Introduction To Linguistic Indexes – Part II January 9, 2008Posted by Richard Foote in Indexing Tricks, Linguistic Indexes, Oracle Cost Based Optimizer, Oracle Indexes, Performance Tuning.
As previously discussed, Linguistic Indexes can potentially be useful with case-insensitive searches and sorts.
However, they have a number of issues and disadvantages.
The first issue is that once the NLS_COMP parameter is set to ‘LINGUISTIC’ and the NLS_SORT parameter is set to something other than ‘BINARY’, standard binary indexes can no longer be used and are ignored by the CBO. This means one needs to have a very careful and consistent indexing strategy to ensure no SQL statements are compromised while Linguistic related NLS parameters are set. Simple demo highlighting issues with mixing Linguistic and Binary Indexes here.

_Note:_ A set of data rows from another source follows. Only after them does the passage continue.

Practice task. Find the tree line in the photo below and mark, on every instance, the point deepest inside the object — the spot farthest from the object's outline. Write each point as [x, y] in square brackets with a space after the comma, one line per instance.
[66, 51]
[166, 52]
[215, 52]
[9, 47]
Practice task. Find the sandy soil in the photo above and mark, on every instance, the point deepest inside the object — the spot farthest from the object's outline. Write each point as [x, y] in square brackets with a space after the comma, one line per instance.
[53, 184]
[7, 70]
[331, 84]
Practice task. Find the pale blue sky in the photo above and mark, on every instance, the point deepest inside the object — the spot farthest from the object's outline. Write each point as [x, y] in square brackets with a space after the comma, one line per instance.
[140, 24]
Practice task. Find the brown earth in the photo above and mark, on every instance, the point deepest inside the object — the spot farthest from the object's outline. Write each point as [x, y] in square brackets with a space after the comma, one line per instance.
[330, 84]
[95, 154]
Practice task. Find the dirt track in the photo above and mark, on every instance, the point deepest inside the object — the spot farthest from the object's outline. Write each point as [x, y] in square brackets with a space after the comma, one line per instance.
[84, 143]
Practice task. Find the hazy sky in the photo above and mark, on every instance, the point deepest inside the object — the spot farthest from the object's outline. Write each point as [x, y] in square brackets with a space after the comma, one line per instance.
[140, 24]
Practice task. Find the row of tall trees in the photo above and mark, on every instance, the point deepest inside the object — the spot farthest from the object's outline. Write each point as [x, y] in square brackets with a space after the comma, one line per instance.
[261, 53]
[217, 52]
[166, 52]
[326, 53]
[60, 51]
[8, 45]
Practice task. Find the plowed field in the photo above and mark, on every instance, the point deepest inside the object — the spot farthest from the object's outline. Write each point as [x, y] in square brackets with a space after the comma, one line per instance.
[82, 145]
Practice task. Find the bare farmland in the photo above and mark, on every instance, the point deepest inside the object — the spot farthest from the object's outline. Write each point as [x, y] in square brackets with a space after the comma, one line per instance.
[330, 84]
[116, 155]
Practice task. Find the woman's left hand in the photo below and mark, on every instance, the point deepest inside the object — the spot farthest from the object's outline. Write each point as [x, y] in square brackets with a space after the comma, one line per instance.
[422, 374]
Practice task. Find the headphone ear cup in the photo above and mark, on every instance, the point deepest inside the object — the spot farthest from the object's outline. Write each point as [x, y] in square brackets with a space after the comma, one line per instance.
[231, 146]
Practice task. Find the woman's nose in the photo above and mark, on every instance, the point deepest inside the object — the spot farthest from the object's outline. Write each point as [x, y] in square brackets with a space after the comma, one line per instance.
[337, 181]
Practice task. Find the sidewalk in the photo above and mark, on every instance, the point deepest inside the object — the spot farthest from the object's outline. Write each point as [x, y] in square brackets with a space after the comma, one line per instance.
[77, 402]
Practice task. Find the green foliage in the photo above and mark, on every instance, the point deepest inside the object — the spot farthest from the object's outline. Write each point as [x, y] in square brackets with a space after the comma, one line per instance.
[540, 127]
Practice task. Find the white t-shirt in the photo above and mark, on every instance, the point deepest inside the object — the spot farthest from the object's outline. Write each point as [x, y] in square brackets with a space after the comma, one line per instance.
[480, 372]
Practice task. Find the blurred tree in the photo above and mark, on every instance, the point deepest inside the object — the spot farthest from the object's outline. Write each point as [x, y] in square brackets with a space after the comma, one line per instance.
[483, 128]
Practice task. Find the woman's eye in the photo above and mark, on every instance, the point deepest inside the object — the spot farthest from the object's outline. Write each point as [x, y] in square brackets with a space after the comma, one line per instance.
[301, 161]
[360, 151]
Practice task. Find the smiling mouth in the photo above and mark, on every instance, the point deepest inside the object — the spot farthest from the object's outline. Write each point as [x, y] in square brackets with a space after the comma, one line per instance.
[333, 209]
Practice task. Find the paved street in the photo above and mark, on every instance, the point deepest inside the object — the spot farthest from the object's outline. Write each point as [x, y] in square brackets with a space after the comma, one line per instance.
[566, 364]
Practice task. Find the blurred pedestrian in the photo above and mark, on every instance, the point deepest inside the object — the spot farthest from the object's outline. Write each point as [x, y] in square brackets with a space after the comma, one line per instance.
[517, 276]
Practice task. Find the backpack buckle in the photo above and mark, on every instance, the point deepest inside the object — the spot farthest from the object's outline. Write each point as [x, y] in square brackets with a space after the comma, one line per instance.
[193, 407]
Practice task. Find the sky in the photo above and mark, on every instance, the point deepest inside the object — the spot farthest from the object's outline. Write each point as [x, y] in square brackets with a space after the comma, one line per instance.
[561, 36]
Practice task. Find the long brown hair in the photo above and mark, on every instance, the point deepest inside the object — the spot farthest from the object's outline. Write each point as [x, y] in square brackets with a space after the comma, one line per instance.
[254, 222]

Note these demos follow those in Introduction To Linguistic Indexes Part I.
The next issue is that Linguistic Indexes are ignored for some types of predicate conditions. MIN, MAX and LIKE can not be used with Linguistic Indexes (although LIKE can now be used with 11g). Simple demo highlighting problems with these predicate conditions here.
Finally, Linguistic Indexes typically use more storage than Binary indexes and so have more associated overheads and costs. The differences in storage is dependent on the charactersets associated with the various indexes. Some examples of differences shown here. Warning: This demo has lots of block dumps !!
Linguistic Indexes are worthy of consideration, but so are the associated costs and disadvantages.